Print version ISSN 0101-2061

Ciênc. Tecnol. Aliment. vol.31 no.4 Campinas Oct.//Dec. 2011

http://dx.doi.org/10.1590/S0101-20612011000400022 

ORIGINAL

 

Construction of 2D transparent micromodels in polyester resin with porosity similar to carrots

 

Construção de micro modelos 2D transparentes em resina de poliéster com porosidade similar a das cenouras

 

 

Rodrigo Emilio Díaz; Sergio Miguel Acuña; Luis Andrés Segura*

Departamento de Ingeniería en Alimentos, Universidad del Bío-Bío, Casilla, 447, Chillán, Chile, e-mail: lsegura@ubiobio.cl

 

 


ABSTRACT

Microscopic visualization, especially in transparent micromodels, can provide valuable information to understand the transport phenomena at pore scale in different process occurring in porous materials (food, timber, soils, etc.). Micromodels studies focus mainly on the observation of multi-phase flow, which presents a greater proximity to reality. The aim of this study was to study the process of flexography and its application in the manufacture of polyester resin transparent micromodels and its application to carrots. Materials used to implement a flexo station for micromodels construction were thermoregulated water bath, exposure chamber to UV light, photosensitive substance (photopolymer), RTV silicone polyester resin, and glass plates. In this paper, data on size distribution of a particular kind of carrot we used, and a transparent micromodel with square cross-section as well as a Log-normal pore size distribution with pore radii ranging from 10 to 110 µm (average of 22 µm and micromodel size of 10 × 10 cm) were built. Finally, it stresses that it has successfully implemented the protocol processing 2D polyester resin transparent micromodels.
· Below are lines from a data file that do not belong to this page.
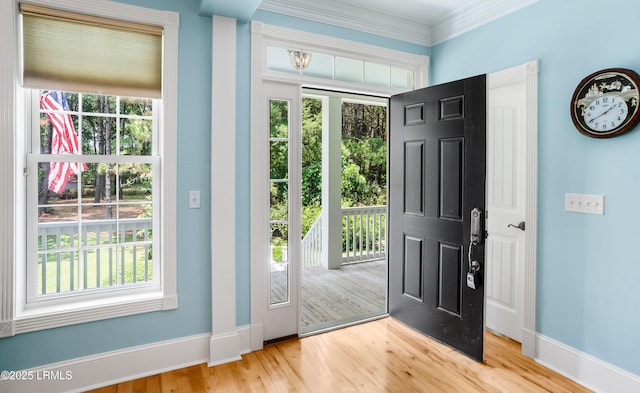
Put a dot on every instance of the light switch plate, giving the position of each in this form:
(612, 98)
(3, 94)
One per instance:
(584, 203)
(194, 199)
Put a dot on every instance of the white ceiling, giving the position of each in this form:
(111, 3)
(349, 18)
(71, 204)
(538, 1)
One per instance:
(427, 12)
(424, 22)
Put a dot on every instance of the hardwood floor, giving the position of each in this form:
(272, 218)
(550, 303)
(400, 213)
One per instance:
(379, 356)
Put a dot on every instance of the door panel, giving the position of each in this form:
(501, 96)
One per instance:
(283, 259)
(506, 200)
(437, 176)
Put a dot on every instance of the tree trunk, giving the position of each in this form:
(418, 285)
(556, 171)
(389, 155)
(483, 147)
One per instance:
(107, 144)
(46, 167)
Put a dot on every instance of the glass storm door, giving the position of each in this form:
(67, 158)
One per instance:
(283, 258)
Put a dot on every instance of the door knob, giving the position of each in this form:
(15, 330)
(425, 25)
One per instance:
(519, 226)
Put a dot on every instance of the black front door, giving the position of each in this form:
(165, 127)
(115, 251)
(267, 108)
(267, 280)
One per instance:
(437, 179)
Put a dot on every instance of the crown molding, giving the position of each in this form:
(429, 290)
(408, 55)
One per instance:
(342, 14)
(355, 18)
(478, 13)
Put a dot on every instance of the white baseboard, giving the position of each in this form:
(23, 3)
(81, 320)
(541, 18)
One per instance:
(244, 335)
(585, 369)
(113, 367)
(229, 347)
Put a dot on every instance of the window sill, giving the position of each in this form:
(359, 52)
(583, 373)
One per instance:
(42, 318)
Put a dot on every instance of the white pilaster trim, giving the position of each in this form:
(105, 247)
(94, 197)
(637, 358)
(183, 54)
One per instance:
(529, 328)
(8, 78)
(259, 197)
(224, 338)
(583, 368)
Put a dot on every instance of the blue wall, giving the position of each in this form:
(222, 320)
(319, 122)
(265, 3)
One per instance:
(194, 227)
(587, 293)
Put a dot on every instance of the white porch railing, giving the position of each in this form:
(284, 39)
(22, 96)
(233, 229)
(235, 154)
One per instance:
(99, 242)
(363, 236)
Keywords: flexography; transparent micromodels; porous materials.


RESUMO

Visualização microscópica, especialmente em micromodelos transparente, pode fornecer informações valiosas para a compreensão dos fenômenos de transporte de poros em diferentes processos que ocorrem em materiais porosos (alimentos, madeira, solos, etc.). Micromodelos estudos centram-se principalmente na observação de fluxo multifásico, que apresenta uma maior proximidade com a realidade. O objetivo deste trabalho foi estudar o processo de flexografia e sua aplicação na fabricação de resina de poliéster micromodelos transparente e sua aplicação para as cenouras. Os materiais utilizados para implementar uma estação de flexo para fazer micromodelos fosse um banho termostatizado, câmara de exposição à luz ultravioleta, a substância fotossensível (fotopolímero), resina de poliéster, silicone RTV e placas de vidro. No presente trabalho foram utilizados dados sobre a distribuição do tamanho de um tipo particular de cenoura e foi construído um micromodelo transparente, com secção transversal quadrada, tamanho e distribuição log-normal de poros com raios de poros que variam de 10-110 µm (media de 22 µm e micromodelo tamanho de 10 × 10 cm). Por fim, salienta que implementou com sucesso o processamento do protocolo 2D micromodelos resina de poliéster transparente.

Palavras-chave: flexografia; micromodelos transparente; materiais porosos.


 

 

1 Introduction

Microscopic visualization can provide valuable information for understanding the transport phenomena at the pore scale. Transparent micromodels reproduce porous media, either natural or synthetic, which in turn can be used to simulate transport processes at the pore scale. These micromodels are defined as networks of pores that capture the complexity of porous materials either natural or artificial see (BUCKLEY, 1991) for more extensive review of the topic.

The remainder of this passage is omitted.